Effets de la vaccination contre la COVID-19 sur les crises chez les patients épileptiques
La pandémie de la maladie à coronavirus 2019 (COVID-19) a eu un impact majeur sur la santé mondiale, l’infection par le coronavirus 2 du syndrome respiratoire aigu sévère (SARS-CoV-2) entraînant des manifestations cliniques variées, allant de cas asymptomatiques à une détresse respiratoire sévère et au décès. La vaccination s’est imposée comme une stratégie clé pour contrôler la pandémie, mais des inquiétudes persistent quant à son innocuité et son efficacité, notamment chez les populations vulnérables comme les patients épileptiques (PE). Cette étude visait à évaluer le risque et les facteurs corrélés des crises post-vaccination contre la COVID-19 chez les PE, fournissant des informations utiles aux neurologues et aux patients.
Méthodes
Cette étude rétrospective a été menée dans 11 hôpitaux en Chine, incluant des PE vaccinés contre la COVID-19. Les patients ont été divisés en deux groupes selon la survenue de crises dans les 14 jours post-vaccination : ceux ayant présenté des crises (groupe SAV) et ceux sans crises (groupe SFAV).

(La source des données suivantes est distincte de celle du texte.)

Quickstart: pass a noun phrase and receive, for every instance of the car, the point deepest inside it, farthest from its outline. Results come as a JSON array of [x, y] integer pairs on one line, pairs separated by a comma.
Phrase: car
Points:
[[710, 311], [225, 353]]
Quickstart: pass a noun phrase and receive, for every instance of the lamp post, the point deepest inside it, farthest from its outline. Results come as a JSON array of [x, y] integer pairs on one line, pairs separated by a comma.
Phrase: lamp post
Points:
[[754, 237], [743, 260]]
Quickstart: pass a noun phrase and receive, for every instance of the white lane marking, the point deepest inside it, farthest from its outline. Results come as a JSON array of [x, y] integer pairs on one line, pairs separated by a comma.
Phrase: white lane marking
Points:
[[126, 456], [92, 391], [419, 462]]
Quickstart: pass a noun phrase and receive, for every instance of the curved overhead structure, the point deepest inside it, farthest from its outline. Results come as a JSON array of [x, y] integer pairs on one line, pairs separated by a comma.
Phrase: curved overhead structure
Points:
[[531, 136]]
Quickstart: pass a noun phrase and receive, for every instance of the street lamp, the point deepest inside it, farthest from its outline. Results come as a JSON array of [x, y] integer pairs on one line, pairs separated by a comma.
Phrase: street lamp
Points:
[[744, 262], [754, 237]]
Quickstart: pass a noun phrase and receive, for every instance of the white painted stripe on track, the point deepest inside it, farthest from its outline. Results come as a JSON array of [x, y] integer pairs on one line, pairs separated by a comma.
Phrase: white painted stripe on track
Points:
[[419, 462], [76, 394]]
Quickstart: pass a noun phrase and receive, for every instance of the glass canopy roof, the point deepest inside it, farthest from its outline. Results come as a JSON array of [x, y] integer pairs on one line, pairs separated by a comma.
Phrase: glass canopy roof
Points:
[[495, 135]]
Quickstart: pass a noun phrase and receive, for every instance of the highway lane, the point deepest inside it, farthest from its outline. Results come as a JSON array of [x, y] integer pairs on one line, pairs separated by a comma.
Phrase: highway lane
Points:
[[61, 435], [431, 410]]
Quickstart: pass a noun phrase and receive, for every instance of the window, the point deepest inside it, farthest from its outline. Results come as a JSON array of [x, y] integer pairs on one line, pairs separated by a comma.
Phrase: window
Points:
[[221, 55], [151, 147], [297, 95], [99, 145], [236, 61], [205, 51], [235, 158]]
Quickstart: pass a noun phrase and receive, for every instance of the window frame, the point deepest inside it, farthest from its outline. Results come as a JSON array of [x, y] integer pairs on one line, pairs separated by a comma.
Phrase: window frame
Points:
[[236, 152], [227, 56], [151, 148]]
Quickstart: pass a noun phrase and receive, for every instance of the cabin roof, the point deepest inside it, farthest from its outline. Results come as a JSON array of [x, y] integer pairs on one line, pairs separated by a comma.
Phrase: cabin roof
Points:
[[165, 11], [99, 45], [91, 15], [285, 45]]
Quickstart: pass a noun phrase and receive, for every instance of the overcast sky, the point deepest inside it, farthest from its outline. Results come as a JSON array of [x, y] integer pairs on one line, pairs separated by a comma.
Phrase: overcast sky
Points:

Un groupe témoin de 67 PE non vaccinés a été inclus pour évaluer l’impact de la vaccination sur la récurrence des crises. Une régression logistique binaire a identifié les facteurs de risque de récidive et déterminé si la vaccination affectait le taux de récurrence chez les PE ayant réduit ou arrêté leurs traitements antiépileptiques (TAE).
Résultats
Sur 407 patients inclus, 48 (11,8 %) ont présenté des crises post-vaccination (groupe SAV) contre 359 (88,2 %) sans crises (groupe SFAV). L’analyse a révélé que la durée de rémission avant la vaccination et la réduction/arrêt des TAE pendant la période péri-vaccinale étaient significativement associés à la récidive. Les patients en rémission depuis plus de trois mois avec un électroencéphalogramme (EEG) normal avant vaccination avaient un risque réduit. Parmi 33 patients répondant à ces critères, 32 (97,0 %) n’ont pas eu de crises post-vaccination.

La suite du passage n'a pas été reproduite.